Unlock the T₁ dimension to provide the most accurate lithology-independent porosity and fluids mapping for the smallest pores.
Even in clean, well-sorted sandstone reservoirs, traditional fluid saturation evaluation using resistivity-based methods can have a high degree of uncertainty because of potential unknowns, such as formation water salinity. The same evaluation in unconventional reservoirs is further complicated by the presence of kerogen, high-viscosity hydrocarbons, and solid hydrocarbons, affecting the quantification of porosity and producibility.

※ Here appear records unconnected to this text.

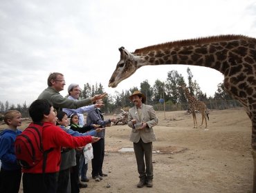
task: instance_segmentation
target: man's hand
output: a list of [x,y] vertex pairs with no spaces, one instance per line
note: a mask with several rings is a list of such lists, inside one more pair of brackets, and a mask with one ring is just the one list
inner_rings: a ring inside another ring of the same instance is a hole
[[94,104],[95,108],[100,108],[101,107],[103,107],[104,104]]
[[95,142],[97,142],[98,141],[99,141],[100,139],[100,137],[95,137],[95,136],[91,136],[91,143],[95,143]]
[[147,127],[147,124],[146,122],[143,122],[143,125],[141,127],[141,129],[144,129]]
[[102,94],[96,94],[93,97],[91,98],[91,101],[95,101],[99,99],[102,99],[107,95],[107,92],[104,92]]
[[96,131],[96,132],[100,132],[102,130],[104,130],[105,128],[98,128],[98,129],[95,129],[95,130]]
[[113,122],[113,123],[114,123],[114,122],[116,122],[116,117],[110,118],[109,119],[109,121],[111,121],[111,122]]
[[133,125],[134,125],[136,123],[137,123],[136,119],[131,119],[131,121]]
[[84,148],[84,147],[77,147],[75,149],[75,150],[80,152],[80,151],[82,150],[83,148]]

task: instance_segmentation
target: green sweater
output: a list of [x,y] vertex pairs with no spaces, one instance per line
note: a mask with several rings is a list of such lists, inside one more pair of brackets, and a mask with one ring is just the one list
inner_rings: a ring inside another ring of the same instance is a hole
[[62,108],[77,109],[91,103],[91,98],[82,100],[72,100],[63,97],[59,92],[51,86],[45,89],[37,99],[48,100],[57,111],[62,110]]

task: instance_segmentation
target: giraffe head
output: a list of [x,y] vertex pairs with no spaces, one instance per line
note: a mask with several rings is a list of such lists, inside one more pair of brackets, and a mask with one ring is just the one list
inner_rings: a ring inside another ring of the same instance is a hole
[[120,59],[109,82],[109,87],[116,88],[122,80],[133,74],[138,67],[138,57],[129,52],[124,47],[119,48]]

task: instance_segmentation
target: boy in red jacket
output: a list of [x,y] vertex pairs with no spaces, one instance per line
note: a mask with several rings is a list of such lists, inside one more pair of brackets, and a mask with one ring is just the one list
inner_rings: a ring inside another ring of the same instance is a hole
[[56,192],[61,147],[75,148],[96,142],[100,139],[91,136],[72,136],[56,126],[56,114],[53,107],[47,100],[37,99],[32,103],[29,108],[29,114],[33,121],[30,125],[44,125],[46,123],[53,124],[44,129],[42,143],[44,150],[53,150],[48,154],[44,173],[42,172],[43,161],[32,168],[22,169],[24,192]]

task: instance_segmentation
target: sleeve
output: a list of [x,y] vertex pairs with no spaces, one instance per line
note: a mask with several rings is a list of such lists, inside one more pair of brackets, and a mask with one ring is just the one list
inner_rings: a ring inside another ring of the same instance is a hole
[[11,137],[2,136],[0,140],[0,159],[5,163],[15,163],[16,156],[11,152],[13,142]]
[[97,132],[95,130],[92,130],[88,132],[85,133],[81,133],[77,131],[74,131],[71,129],[66,129],[65,130],[68,134],[73,136],[87,136],[87,135],[91,135],[91,136],[96,136],[97,135]]
[[95,110],[91,111],[90,112],[90,119],[91,121],[91,124],[100,125],[101,127],[104,127],[107,124],[111,122],[110,120],[107,121],[101,120],[99,114]]
[[52,141],[56,146],[75,148],[84,146],[87,143],[91,143],[92,140],[91,136],[73,136],[57,126],[55,126],[53,128],[52,127],[47,128],[44,132],[47,132],[46,135],[51,137],[48,140]]
[[128,125],[129,127],[133,128],[134,125],[132,124],[131,119],[133,119],[133,118],[132,118],[132,116],[131,116],[131,111],[130,111],[130,110],[129,110],[127,125]]
[[147,124],[149,128],[152,128],[158,123],[158,119],[156,117],[156,112],[152,106],[148,105],[147,110],[150,117],[150,121],[147,121]]
[[51,101],[53,102],[53,106],[70,109],[77,109],[80,107],[85,106],[91,102],[91,98],[75,101],[63,97],[59,93],[53,94],[51,97]]

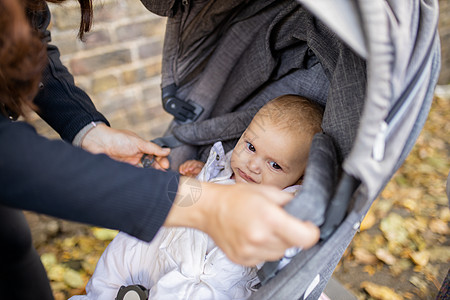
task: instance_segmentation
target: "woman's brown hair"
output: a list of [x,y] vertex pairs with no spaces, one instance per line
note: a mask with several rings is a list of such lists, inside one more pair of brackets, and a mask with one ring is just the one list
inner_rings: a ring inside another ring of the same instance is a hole
[[[38,11],[45,9],[45,2],[60,4],[66,0],[25,0],[26,8],[29,11]],[[82,40],[84,33],[89,32],[92,26],[93,8],[92,0],[78,0],[80,4],[81,20],[78,30],[78,37]]]

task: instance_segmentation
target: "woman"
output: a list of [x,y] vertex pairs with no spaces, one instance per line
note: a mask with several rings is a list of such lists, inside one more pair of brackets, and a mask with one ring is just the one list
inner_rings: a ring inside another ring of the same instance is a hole
[[[82,36],[90,27],[92,6],[91,1],[79,2]],[[74,86],[58,50],[40,41],[50,39],[46,3],[27,1],[26,7],[38,31],[28,25],[22,2],[0,0],[2,297],[53,299],[28,225],[17,208],[119,229],[144,241],[150,241],[162,225],[197,228],[231,260],[244,265],[277,259],[287,248],[306,248],[317,241],[317,227],[285,213],[281,207],[290,196],[275,188],[200,183],[174,172],[117,161],[136,164],[148,153],[160,156],[160,163],[167,166],[168,153],[107,126],[87,95]],[[117,160],[47,140],[27,123],[12,121],[26,117],[28,108],[36,109],[64,140],[79,138],[86,150]]]

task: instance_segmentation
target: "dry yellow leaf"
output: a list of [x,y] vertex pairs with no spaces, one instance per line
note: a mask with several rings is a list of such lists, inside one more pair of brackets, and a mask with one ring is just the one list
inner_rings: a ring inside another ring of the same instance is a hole
[[430,252],[427,250],[413,252],[411,254],[412,261],[418,266],[425,266],[430,260]]
[[376,269],[373,266],[371,266],[371,265],[364,266],[363,270],[364,270],[364,272],[366,272],[370,276],[372,276],[376,272]]
[[377,262],[375,255],[365,248],[355,248],[353,250],[353,255],[355,256],[356,262],[360,264],[372,265]]
[[393,256],[388,250],[386,249],[377,249],[377,251],[375,252],[375,255],[377,256],[377,258],[379,260],[381,260],[382,262],[384,262],[387,265],[393,265],[397,262],[397,259],[395,258],[395,256]]
[[361,288],[363,288],[371,297],[380,300],[403,300],[403,297],[397,294],[393,289],[378,285],[373,282],[363,281],[361,283]]
[[367,229],[372,228],[373,225],[375,225],[377,221],[377,218],[375,214],[373,213],[373,210],[369,210],[364,217],[363,221],[361,222],[361,226],[359,227],[359,230],[364,231]]
[[438,234],[449,234],[450,230],[448,228],[447,222],[439,219],[433,219],[430,221],[430,230]]

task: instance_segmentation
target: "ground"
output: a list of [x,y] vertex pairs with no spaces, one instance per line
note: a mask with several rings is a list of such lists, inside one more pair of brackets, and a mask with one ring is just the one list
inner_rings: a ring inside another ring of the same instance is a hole
[[[334,277],[358,299],[435,299],[450,268],[450,96],[435,97],[413,151],[367,214]],[[81,294],[116,234],[27,213],[56,300]]]

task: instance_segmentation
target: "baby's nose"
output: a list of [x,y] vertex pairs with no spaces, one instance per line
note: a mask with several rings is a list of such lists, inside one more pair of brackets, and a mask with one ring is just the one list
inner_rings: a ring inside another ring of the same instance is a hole
[[249,171],[259,174],[261,172],[260,161],[258,158],[251,158],[248,161],[247,167]]

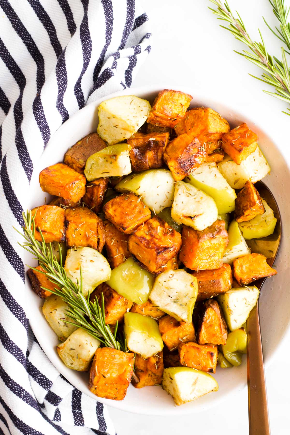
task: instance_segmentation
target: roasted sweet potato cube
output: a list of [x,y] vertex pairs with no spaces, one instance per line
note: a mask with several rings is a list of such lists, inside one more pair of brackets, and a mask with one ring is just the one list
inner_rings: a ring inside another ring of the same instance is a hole
[[224,263],[219,269],[199,271],[192,274],[197,280],[197,301],[222,294],[232,288],[232,269],[230,264],[226,263]]
[[109,221],[104,221],[103,226],[107,258],[111,268],[113,269],[123,263],[131,255],[128,249],[128,236],[117,230]]
[[190,227],[182,228],[182,247],[179,258],[192,270],[219,269],[229,243],[224,221],[218,220],[203,231]]
[[103,208],[106,219],[125,234],[130,234],[151,217],[151,211],[133,193],[122,194],[110,200]]
[[161,384],[163,370],[162,351],[148,359],[144,359],[136,354],[134,371],[139,381],[136,383],[132,379],[132,383],[136,388]]
[[154,216],[129,238],[129,250],[154,273],[179,251],[181,236],[163,219]]
[[97,133],[90,133],[67,151],[63,161],[77,172],[83,174],[86,162],[89,157],[106,147],[107,144]]
[[170,142],[165,148],[164,159],[174,180],[180,181],[207,160],[207,154],[196,138],[185,133]]
[[225,345],[227,338],[227,325],[219,304],[214,299],[205,301],[200,313],[197,342],[200,345]]
[[[45,274],[45,270],[41,266],[37,266],[35,268],[37,271],[40,271],[38,272],[33,269],[29,269],[27,271],[27,276],[29,278],[30,283],[32,287],[32,290],[37,294],[40,298],[42,299],[45,299],[48,296],[50,296],[52,294],[51,292],[49,290],[45,290],[41,287],[46,287],[51,290],[54,289],[55,288],[59,288],[57,285],[53,284],[51,281],[47,276]],[[42,272],[44,272],[42,273]]]
[[168,350],[173,350],[181,343],[195,340],[195,331],[193,323],[179,322],[176,319],[167,315],[159,320],[159,331]]
[[77,202],[86,193],[86,177],[64,163],[43,169],[39,182],[43,192]]
[[258,136],[243,122],[222,136],[222,147],[237,164],[253,153],[258,146]]
[[250,221],[257,214],[265,213],[265,207],[253,183],[246,182],[244,187],[240,191],[235,200],[234,216],[237,222]]
[[82,200],[95,213],[100,213],[102,209],[108,184],[109,178],[97,178],[86,186],[86,194]]
[[134,354],[99,348],[90,373],[89,388],[99,397],[123,400],[133,372]]
[[67,226],[66,242],[68,248],[89,246],[100,252],[105,244],[103,222],[87,207],[67,208]]
[[93,302],[97,298],[100,306],[102,293],[104,296],[105,323],[115,325],[117,321],[121,321],[125,313],[133,304],[133,302],[121,296],[104,282],[95,289],[90,297],[90,300]]
[[64,210],[56,205],[40,205],[31,210],[34,216],[36,240],[42,241],[39,229],[41,231],[46,243],[50,242],[63,242],[66,228]]
[[178,352],[182,365],[215,373],[217,360],[217,348],[215,346],[191,341],[180,345]]
[[147,122],[173,128],[185,115],[192,100],[192,97],[188,94],[163,89],[155,98]]
[[240,285],[247,285],[260,278],[276,275],[277,271],[267,263],[261,254],[249,254],[235,260],[233,263],[233,275]]
[[141,305],[133,304],[130,311],[132,313],[142,314],[143,316],[149,316],[153,319],[160,319],[165,315],[165,313],[154,305],[150,299]]
[[131,163],[134,172],[140,172],[152,168],[162,167],[163,153],[169,141],[169,133],[137,133],[127,142],[131,147]]

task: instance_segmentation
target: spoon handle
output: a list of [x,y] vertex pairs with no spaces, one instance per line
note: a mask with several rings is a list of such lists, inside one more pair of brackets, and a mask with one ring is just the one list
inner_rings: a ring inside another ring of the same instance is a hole
[[257,304],[247,321],[247,372],[250,435],[270,435]]

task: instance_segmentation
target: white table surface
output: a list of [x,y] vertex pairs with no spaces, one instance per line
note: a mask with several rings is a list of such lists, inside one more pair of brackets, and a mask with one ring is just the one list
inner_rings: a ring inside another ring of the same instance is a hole
[[[258,38],[257,29],[260,28],[269,52],[280,57],[280,44],[262,18],[263,15],[271,25],[276,24],[267,0],[228,1],[232,10],[237,9],[241,14],[252,37]],[[244,47],[219,27],[219,21],[207,9],[211,5],[208,0],[140,2],[150,20],[154,39],[151,53],[133,87],[173,82],[212,90],[215,99],[229,105],[237,102],[243,110],[247,109],[249,117],[252,115],[267,125],[277,143],[284,141],[285,146],[289,146],[290,118],[279,114],[286,110],[286,103],[263,93],[261,89],[267,85],[248,75],[250,73],[259,76],[261,70],[233,52]],[[290,0],[286,3],[290,5]],[[290,427],[290,334],[283,343],[266,370],[272,435],[287,435]],[[233,395],[230,401],[210,410],[175,419],[109,409],[118,435],[248,433],[246,387],[238,395]]]

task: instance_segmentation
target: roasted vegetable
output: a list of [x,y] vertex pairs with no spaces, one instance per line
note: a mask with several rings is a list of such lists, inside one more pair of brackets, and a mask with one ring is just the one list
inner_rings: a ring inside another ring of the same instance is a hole
[[217,391],[214,378],[200,370],[189,367],[169,367],[163,372],[162,386],[177,405],[182,405]]
[[102,177],[121,177],[130,174],[130,149],[127,144],[118,144],[93,154],[87,161],[84,171],[87,179],[91,181]]
[[161,127],[175,127],[185,115],[192,97],[179,90],[163,89],[155,98],[147,122]]
[[250,284],[260,278],[276,275],[277,271],[267,263],[261,254],[248,254],[235,260],[233,263],[233,275],[240,285]]
[[142,358],[150,358],[163,349],[158,324],[151,317],[125,313],[124,331],[128,348]]
[[153,281],[153,275],[130,257],[113,269],[107,284],[132,302],[143,304],[149,298]]
[[226,321],[231,331],[238,329],[245,323],[257,303],[260,292],[254,287],[235,287],[217,297]]
[[64,241],[65,218],[63,208],[56,205],[40,205],[32,209],[31,215],[34,217],[36,240],[42,241],[40,229],[47,243]]
[[107,100],[99,106],[97,131],[109,145],[122,142],[143,125],[150,109],[149,101],[135,95]]
[[111,348],[97,349],[90,373],[89,388],[99,397],[123,400],[133,372],[134,354]]
[[163,370],[162,351],[148,359],[144,359],[137,354],[135,357],[134,371],[139,381],[135,383],[133,380],[133,385],[136,388],[143,388],[148,385],[161,384]]
[[65,164],[57,163],[43,169],[39,182],[43,192],[77,202],[86,193],[86,177]]
[[78,141],[64,154],[63,161],[80,174],[83,174],[89,157],[107,147],[97,133],[88,134]]
[[199,345],[190,341],[180,345],[179,360],[182,365],[203,371],[215,373],[217,348],[215,346]]
[[101,252],[105,241],[101,219],[87,207],[67,208],[65,215],[67,247],[88,246]]
[[197,334],[197,343],[200,345],[207,343],[225,345],[227,337],[227,325],[219,304],[214,299],[207,299],[203,302],[200,313]]
[[171,216],[178,224],[202,231],[215,222],[217,214],[216,203],[209,195],[188,183],[175,184]]
[[162,340],[170,351],[177,349],[181,343],[195,340],[195,330],[192,322],[180,322],[174,317],[167,315],[160,319],[159,324]]
[[219,269],[229,242],[224,221],[217,220],[203,231],[189,227],[182,229],[180,259],[192,270]]
[[[199,271],[192,274],[197,280],[198,293],[197,301],[203,301],[222,294],[231,288],[233,282],[230,266],[224,263],[219,269]],[[212,343],[212,341],[207,341]]]
[[79,328],[57,347],[60,359],[69,368],[87,371],[96,351],[100,345],[87,331]]
[[182,269],[163,272],[155,279],[150,300],[179,321],[190,323],[197,295],[197,279]]
[[179,233],[157,216],[139,227],[128,243],[130,252],[153,273],[173,258],[181,246]]
[[117,184],[116,190],[120,192],[133,192],[141,197],[144,204],[158,214],[166,207],[172,206],[174,183],[170,171],[150,169],[126,177]]
[[72,248],[67,251],[64,269],[73,282],[80,282],[81,268],[85,296],[111,275],[107,259],[97,251],[88,247]]
[[130,234],[151,218],[151,212],[133,193],[124,193],[113,198],[104,206],[106,219],[125,234]]
[[216,163],[204,163],[184,181],[211,196],[217,204],[219,214],[234,210],[236,192],[223,178]]
[[130,158],[134,172],[140,172],[151,168],[162,167],[163,154],[169,141],[169,133],[137,133],[127,143],[131,147]]

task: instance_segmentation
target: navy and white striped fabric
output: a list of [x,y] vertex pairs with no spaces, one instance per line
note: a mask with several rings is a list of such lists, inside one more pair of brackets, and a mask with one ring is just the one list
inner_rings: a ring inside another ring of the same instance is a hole
[[12,226],[50,138],[87,104],[130,86],[150,38],[134,0],[0,0],[0,435],[115,434],[30,328]]

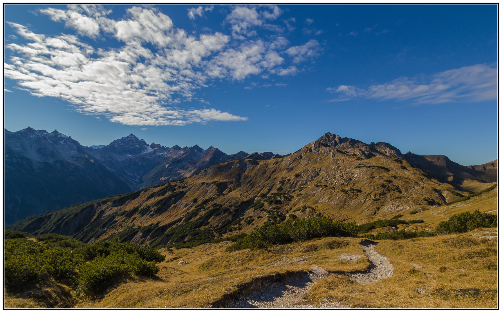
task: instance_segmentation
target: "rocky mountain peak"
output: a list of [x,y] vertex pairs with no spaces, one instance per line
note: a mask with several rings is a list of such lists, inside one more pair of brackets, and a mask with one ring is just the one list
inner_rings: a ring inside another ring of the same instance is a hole
[[120,155],[139,154],[149,148],[150,144],[144,139],[139,139],[134,134],[127,137],[116,139],[108,145],[102,148],[103,151],[111,152]]

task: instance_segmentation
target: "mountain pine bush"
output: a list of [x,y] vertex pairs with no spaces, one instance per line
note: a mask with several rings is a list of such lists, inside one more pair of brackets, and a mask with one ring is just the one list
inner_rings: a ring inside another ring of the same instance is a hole
[[273,245],[325,236],[355,237],[355,222],[343,223],[330,217],[311,215],[304,220],[290,216],[278,224],[266,223],[227,248],[227,251],[266,248]]
[[[113,279],[131,274],[153,276],[155,263],[165,256],[148,247],[120,243],[118,237],[93,245],[57,234],[37,237],[34,242],[6,233],[4,246],[5,286],[29,288],[31,283],[70,279],[77,293],[88,296],[106,288]],[[27,234],[31,236],[29,234]]]
[[478,227],[496,227],[497,216],[491,213],[481,213],[475,210],[455,214],[447,221],[439,223],[436,228],[441,235],[451,233],[466,233]]

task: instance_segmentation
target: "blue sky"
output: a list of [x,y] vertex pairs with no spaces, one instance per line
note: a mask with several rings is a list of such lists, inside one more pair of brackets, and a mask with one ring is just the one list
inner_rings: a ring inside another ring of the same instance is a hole
[[294,152],[329,131],[497,158],[496,5],[5,7],[4,122]]

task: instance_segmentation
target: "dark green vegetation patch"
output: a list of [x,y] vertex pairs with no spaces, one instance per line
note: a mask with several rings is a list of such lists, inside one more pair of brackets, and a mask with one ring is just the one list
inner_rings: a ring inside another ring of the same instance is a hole
[[311,216],[305,220],[291,217],[279,224],[264,224],[227,248],[227,251],[266,248],[325,236],[355,237],[357,235],[357,226],[353,222],[343,223],[321,216]]
[[497,227],[497,216],[491,213],[481,213],[478,210],[455,214],[447,221],[439,223],[436,228],[441,235],[466,233],[479,227],[489,228]]
[[30,289],[36,281],[69,279],[77,295],[88,296],[120,277],[153,276],[159,271],[155,263],[165,259],[151,248],[120,243],[118,237],[90,245],[57,234],[36,236],[38,242],[35,242],[22,237],[26,234],[5,234],[9,237],[4,247],[5,282],[9,290]]

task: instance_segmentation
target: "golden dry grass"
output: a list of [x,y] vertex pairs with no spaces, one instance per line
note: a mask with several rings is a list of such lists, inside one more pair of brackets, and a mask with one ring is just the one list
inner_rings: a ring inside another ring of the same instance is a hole
[[331,275],[318,280],[306,297],[311,303],[327,298],[352,307],[496,308],[497,239],[481,235],[497,231],[380,241],[374,250],[389,257],[392,277],[361,285]]
[[[313,265],[332,271],[364,270],[365,258],[338,261],[343,253],[362,254],[358,238],[328,237],[282,245],[268,250],[225,252],[231,243],[205,244],[165,252],[156,279],[134,277],[110,287],[97,299],[82,301],[79,308],[205,307],[261,277],[306,272]],[[176,264],[181,260],[188,263]],[[216,261],[214,261],[216,260]]]

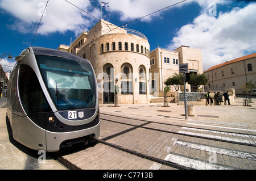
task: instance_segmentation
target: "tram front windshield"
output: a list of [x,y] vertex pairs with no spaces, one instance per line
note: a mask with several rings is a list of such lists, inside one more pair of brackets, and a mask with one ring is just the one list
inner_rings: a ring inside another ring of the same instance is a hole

An operator in the Eagle Ford wanted a more reliable approach to identifying moveable hydrocarbon and other reservoir fluids and mapping their distribution for defining the best landing point for horizontal wells.
Schlumberger recommended CMR-MagniPHI high-definition NMR service as uniquely suited for the evaluation of unconventional reservoirs. With the industry’s shortest echo spacing at 200 us, the service measures T1 and T2 simultaneously and continuously. This capability provides a high sensitivity to fluid contrasts, even in micropores, and is tolerant of the typical low porosity and high formation water salinity of shale reservoirs. The continuous acquisition of T1 and T2 data by CMR-MagniPHI service enables an independent assessment of the fluid volumes and distributions, highlights wettability contrasts, and quantifies bitumen content as an alternative to resistivity-based calculations that conventionally inform the petrophysical model.
Integrating data from CMR-MagniPHI service and Litho Scanner high-definition spectroscopy service accurately defines the kerogen fraction and reservoir producibility index. The NMR measurement responds to the fluids in the pores and is not influenced by the kerogen content. To differentiate the kerogen portion of the total organic carbon (TOC), the porosity determined with CMR-MagniPHI service is compared with the total density porosity corrected for the matrix density obtained from Litho Scanner service. This approach benefits from the accurate matrix density output from Litho Scanner service. The difference between the two porosity curves identifies the amount of kerogen in the TOC determination, and hence the remainder is the volume of producible liquid hydrocarbon.
The saturation interpretation from the T1T2 maps agreed well with core analysis. The petrophysical model was then revised with the saturation data to recalculate the reservoir volumes. Bitumen, which is not readily quantified in conventional approaches, was quantified using the maps, and those values agreed well with retort analysis of the core to further refine the volumetric analysis.
Having established a more accurate, insightful understanding of the Eagle Ford, the operator was able to identify targets for lateral landing points in the zones with the highest producibility.
Challenge: Separate potentially moveable from nonmoveable fluids to guide the selection of the horizontal well landing point.
Solution: Acquire continuous T1 and T2 measurements with CMR-MagniPHI high-definition NMR service for quantifying porosity and fluid distributions in combination with other formation evaluation methods.
Results: Accurately mapped fluid distributions, as verified by core analysis, to revise reservoir volumes and identify zones with the highest producibility as lateral landing targets.